Presentato a Cannes nella sezione Un certain regard, il lungometraggio racconta la storia di Sylvie, la madre, e dai suoi due figli, Sofiane e Jean-Jacques. I tre vivono a Brest, una cittadina portuale nel nord-ovest della Francia. Lei lavora in un locale notturno come barista e i due ragazzi, spesso e volentieri, sono a casa da soli. Una notte, mentre lei è al lavoro, il piccolo Sofiane si ferisce e incendia la cucina. A seguito dell’incidente viene fatta una denuncia a Sylvie e suo figlio viene inserito in una casa-famiglia. Aiutata da un avvocato e supportata dai suoi figli, la madre si batterà per vie legali per riavere l’affidamento del piccolo, decisa a vincere contro la macchina amministrativa e giudiziaria.

La lotta della madre contro il sistema, per poter riavere l’affidamento del figlio, è la miccia scatenante per una caduta sempre più profonda in un precipizio che non sembra avere fine. Più avanza il racconto più i problemi si accumulano e la situazione si fa sempre più grave e drammatica. I deboli legami che tengono insieme i tre membri della famiglia sembrano rompersi da un momento all’altro.

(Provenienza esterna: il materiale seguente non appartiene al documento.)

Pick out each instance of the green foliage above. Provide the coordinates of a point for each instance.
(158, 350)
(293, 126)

La scrittura del film è coinvolgente e non cerca facili soluzioni a problemi complessi e difficili. E anche la costruzione dei personaggi è tutt’altro che banale e stereotipata. La madre, l’eroina della storia, ha più sfaccettature e lo spettatore prova verso di lei un senso di empatia ma anche di insopportabile insofferenza. Non è un personaggio banale e come tale viene descritto e agisce. Ecco, l’azione della madre è il cardine attorno al quale ruota la pellicola e il motore della discesa negli inferi. Un’azione che tuttavia, spesso e volentieri, non viene supportata dal pensiero, dal ragionamento. Sylvie è infatti tutta cuore e istinto ma poco cervello. Un carattere che la regista riesce a mettere sullo schermo – grazie anche alla sua esperienza documentarista – in modo sicuro e senza scivolare nel facile melodramma.